En ese preciso instante, el autobús se dirigió hacia ellos, y Yang Feng no se molestó en regresar a la Comunidad Ordinaria para volver a marcharse.
Los dos subieron rápidamente al autobús. Yang Lianqing sacó su tarjeta de identificación, la pasó dos veces y se sentó en la última fila.

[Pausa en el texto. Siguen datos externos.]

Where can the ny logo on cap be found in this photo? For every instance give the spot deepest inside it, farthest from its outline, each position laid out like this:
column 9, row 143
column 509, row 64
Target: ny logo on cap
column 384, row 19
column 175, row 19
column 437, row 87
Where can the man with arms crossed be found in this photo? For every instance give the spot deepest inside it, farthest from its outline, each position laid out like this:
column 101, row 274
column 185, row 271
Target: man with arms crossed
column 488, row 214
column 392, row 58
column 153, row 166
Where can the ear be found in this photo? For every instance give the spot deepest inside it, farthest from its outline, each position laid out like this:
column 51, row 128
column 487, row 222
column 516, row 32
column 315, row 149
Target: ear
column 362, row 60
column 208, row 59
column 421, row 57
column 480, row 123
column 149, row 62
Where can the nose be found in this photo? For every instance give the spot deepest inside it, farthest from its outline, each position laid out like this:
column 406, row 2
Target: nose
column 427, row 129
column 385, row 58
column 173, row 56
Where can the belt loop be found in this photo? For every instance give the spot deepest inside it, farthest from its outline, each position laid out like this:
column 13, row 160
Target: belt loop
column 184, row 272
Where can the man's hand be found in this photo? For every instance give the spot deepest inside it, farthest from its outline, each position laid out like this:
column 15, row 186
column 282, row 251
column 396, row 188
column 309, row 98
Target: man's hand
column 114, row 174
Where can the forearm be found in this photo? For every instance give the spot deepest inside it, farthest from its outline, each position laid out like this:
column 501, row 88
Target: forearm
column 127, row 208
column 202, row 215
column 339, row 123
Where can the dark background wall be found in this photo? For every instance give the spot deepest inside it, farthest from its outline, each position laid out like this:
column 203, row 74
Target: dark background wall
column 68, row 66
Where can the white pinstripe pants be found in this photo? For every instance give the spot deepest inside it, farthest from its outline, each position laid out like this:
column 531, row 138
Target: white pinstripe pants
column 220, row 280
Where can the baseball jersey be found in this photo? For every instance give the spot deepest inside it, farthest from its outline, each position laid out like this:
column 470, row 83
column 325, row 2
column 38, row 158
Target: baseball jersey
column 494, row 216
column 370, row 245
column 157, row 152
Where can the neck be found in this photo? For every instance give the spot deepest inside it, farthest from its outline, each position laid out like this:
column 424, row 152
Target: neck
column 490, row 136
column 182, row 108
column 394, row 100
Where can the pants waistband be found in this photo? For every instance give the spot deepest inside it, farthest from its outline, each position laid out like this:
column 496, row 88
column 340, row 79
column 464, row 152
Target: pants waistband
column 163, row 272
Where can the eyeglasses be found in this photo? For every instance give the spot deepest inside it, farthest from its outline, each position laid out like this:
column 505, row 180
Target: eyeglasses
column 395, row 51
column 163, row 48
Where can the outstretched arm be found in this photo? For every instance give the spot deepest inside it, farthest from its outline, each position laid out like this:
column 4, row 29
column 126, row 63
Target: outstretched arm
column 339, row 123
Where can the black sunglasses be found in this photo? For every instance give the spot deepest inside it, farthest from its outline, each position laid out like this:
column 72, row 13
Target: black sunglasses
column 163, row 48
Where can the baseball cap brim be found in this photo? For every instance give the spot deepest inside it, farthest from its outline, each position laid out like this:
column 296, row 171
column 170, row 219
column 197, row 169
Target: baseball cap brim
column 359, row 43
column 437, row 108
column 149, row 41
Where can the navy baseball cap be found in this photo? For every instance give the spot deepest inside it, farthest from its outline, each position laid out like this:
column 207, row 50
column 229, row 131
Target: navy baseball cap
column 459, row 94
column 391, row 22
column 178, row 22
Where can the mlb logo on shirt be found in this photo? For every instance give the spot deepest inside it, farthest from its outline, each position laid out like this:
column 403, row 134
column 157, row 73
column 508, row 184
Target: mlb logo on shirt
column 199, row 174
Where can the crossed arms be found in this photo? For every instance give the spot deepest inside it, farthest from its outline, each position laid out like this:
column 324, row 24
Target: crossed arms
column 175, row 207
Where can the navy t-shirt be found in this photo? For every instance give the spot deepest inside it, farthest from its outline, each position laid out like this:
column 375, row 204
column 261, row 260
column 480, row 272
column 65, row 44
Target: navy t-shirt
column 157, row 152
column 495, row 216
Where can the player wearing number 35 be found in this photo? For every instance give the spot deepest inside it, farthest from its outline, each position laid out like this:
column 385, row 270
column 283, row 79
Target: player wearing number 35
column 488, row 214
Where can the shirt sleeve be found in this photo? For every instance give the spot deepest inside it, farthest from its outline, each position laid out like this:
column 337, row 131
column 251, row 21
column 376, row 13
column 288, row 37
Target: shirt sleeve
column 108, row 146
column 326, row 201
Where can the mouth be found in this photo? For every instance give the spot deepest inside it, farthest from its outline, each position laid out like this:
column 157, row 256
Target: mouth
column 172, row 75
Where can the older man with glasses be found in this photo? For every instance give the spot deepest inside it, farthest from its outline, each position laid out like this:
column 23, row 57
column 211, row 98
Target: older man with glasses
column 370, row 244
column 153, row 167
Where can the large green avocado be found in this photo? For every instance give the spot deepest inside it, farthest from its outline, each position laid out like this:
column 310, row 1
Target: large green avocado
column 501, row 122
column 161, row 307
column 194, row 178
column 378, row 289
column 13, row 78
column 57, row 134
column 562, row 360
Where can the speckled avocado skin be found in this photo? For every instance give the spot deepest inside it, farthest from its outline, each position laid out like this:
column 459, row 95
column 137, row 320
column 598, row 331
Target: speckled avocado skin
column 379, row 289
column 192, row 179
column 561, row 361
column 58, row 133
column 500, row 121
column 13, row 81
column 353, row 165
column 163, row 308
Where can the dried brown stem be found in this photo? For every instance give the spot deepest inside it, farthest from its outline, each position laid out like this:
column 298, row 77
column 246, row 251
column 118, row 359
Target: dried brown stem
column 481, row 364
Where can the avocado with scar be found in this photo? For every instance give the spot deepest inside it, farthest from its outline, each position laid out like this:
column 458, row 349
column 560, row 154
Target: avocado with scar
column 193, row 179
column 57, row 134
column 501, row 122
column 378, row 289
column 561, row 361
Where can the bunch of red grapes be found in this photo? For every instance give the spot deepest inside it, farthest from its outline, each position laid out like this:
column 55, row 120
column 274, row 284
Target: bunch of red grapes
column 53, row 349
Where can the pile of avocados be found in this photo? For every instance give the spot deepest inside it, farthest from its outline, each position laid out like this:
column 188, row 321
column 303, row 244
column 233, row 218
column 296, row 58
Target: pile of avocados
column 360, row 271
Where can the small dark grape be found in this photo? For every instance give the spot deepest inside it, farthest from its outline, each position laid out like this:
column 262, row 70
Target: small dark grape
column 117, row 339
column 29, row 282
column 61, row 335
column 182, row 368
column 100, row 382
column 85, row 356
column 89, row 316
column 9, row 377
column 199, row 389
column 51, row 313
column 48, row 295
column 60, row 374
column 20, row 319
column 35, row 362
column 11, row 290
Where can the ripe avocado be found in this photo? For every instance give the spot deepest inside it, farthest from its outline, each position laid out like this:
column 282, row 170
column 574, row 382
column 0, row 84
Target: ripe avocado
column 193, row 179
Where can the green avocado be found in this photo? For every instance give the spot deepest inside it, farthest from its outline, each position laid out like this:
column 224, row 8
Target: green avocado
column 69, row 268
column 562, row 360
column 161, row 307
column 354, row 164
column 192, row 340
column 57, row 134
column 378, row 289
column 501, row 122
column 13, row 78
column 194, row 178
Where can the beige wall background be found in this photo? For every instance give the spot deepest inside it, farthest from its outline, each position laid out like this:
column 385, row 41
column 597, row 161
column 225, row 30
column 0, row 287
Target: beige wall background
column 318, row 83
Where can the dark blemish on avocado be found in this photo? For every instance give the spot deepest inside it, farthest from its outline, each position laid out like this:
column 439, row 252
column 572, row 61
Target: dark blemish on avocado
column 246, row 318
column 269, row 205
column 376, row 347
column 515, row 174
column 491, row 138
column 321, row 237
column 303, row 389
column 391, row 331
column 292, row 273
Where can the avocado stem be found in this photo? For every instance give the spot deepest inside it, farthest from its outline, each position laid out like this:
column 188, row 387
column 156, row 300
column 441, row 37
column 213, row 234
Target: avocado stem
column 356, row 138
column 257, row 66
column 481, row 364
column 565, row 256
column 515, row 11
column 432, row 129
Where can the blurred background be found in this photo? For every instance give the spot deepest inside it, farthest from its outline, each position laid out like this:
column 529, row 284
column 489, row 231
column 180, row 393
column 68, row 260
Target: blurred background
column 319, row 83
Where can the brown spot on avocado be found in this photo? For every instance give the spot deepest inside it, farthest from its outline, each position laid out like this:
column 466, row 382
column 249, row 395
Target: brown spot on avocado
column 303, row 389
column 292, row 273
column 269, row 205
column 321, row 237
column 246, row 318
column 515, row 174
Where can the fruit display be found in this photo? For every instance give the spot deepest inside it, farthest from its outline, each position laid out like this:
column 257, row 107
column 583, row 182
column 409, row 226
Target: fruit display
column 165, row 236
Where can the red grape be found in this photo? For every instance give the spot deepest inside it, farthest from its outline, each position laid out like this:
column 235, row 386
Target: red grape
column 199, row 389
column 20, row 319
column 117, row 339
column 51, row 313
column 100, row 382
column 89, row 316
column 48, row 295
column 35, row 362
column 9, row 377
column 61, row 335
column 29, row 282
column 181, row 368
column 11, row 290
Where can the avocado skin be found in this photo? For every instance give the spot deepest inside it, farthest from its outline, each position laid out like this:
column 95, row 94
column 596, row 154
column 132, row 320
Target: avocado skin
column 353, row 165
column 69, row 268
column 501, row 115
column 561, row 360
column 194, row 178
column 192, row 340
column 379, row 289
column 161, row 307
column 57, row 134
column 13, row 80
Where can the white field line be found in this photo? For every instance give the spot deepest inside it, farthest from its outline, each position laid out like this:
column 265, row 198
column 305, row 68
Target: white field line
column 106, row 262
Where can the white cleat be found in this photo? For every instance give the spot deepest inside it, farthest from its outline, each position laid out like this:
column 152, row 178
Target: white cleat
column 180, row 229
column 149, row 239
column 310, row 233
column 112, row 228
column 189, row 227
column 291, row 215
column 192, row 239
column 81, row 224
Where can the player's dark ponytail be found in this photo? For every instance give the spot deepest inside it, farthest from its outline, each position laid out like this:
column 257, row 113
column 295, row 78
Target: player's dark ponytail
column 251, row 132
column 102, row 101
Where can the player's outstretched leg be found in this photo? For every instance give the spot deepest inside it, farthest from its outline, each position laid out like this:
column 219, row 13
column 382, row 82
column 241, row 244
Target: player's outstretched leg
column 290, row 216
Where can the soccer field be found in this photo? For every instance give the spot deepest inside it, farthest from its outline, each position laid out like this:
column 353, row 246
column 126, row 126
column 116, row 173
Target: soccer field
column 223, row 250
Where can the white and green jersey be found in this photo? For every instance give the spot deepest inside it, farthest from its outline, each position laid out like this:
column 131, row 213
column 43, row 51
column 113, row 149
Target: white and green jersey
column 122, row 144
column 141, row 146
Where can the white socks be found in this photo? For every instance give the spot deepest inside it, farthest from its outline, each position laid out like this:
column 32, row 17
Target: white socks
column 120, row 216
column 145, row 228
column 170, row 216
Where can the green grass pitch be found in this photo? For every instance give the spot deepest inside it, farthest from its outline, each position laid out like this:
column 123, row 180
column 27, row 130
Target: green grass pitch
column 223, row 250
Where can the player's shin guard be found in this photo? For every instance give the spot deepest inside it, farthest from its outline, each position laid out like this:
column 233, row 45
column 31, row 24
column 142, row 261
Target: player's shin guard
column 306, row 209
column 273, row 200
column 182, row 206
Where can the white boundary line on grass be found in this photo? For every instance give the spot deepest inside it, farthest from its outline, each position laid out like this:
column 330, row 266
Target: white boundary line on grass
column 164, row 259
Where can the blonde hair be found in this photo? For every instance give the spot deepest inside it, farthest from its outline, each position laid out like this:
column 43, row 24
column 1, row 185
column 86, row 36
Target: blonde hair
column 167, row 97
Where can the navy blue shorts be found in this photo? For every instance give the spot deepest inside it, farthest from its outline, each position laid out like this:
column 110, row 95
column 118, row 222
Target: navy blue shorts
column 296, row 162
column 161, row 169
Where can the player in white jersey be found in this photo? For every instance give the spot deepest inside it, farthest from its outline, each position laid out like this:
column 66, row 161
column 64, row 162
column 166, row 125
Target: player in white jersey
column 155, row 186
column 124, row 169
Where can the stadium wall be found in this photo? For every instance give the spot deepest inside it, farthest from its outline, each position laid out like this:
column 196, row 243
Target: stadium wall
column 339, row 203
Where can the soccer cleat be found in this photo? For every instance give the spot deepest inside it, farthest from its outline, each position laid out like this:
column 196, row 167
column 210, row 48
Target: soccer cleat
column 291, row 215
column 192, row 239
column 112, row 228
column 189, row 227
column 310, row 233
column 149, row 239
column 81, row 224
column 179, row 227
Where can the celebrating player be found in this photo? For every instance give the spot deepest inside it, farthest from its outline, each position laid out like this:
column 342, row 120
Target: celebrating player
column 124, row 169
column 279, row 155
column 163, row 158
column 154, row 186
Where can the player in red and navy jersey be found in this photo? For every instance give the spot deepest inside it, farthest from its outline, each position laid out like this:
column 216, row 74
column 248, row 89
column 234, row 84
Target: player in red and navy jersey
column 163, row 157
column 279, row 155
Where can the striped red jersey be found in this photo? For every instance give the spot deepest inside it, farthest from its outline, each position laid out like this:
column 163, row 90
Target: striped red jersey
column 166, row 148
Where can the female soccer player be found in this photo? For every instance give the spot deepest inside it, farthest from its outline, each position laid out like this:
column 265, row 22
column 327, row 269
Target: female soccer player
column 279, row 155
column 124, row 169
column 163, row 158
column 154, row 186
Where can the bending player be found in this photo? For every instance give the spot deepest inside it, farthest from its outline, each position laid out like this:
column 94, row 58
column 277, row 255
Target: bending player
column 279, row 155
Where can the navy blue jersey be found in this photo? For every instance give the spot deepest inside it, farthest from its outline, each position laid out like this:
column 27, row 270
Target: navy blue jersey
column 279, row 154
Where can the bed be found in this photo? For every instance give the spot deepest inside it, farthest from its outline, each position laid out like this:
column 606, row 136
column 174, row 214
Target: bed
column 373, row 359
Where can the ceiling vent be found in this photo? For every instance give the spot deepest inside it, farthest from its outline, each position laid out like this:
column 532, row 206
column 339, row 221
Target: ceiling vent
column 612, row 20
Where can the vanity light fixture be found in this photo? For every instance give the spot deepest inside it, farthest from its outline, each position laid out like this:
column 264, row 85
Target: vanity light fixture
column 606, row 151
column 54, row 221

Todavía es por la mañana, así que no hay mucha gente en el autobús. No está nada lleno y todos tienen asiento. Solo hay dos o tres jóvenes de pie, agarrados a las barandillas y jugando con sus móviles.
"Toc...toc...toc..."
El autobús llevaba poco tiempo en marcha cuando, de repente, comenzó a caer una ligera llovizna que arrastraba los restos flotantes y el polvo del aire, y regaba los árboles que rodeaban la ciudad y la tierra seca.
Hace mucho tiempo que no llueve en junio.
"Ay, Dios mío, está empezando a llover. Esto es realmente problemático." Yang Lianqing estaba sentado dentro, observando cómo el agua salpicaba la ventanilla del coche.
—No pasa nada, esta lluvia probablemente solo durará un rato. Quizás pare cuando lleguemos a nuestra parada —respondió Yang Feng, sin poder resistir la tentación de pellizcar la suave mejilla de su hermana.
"Sí, es cierto... Oye, deja de pellizcarme, has matado todas las células de mi cara." Yang Lianqing apartó la mano grande de Yang Feng y lo miró con resentimiento.
"Tos... tos, ¿quién te dijo que tuvieras una cara tan suave?", dijo Yang Feng con una leve sonrisa.
El anuncio del autobús se escuchó por el altavoz: "Próxima parada: Avenida de las Estrellas. Por favor, pasajeros, tengan cuidado al bajar..."
Tras pasar esta parada, el autobús volvió a ponerse en marcha lentamente.
La temperatura dentro del vagón era muy cálida, lo que provocó que muchos pasajeros sintieran algo de sueño.
"Hermano, tengo mucho sueño, ¿puedo dormir un rato en tu hombro?" Yang Lianqing bostezó, apoyó su cabecita en el hombro de Yang Feng, cerró los ojos y respiró suavemente mientras se quedaba dormida.
Yang Feng echó un vistazo al rostro delicado y tierno de su hermana menor, cuya piel era tan blanca y suave como la de un bebé, lo que hacían desear darle un mordisco.
De repente, un grito agudo resonó por todo el vagón.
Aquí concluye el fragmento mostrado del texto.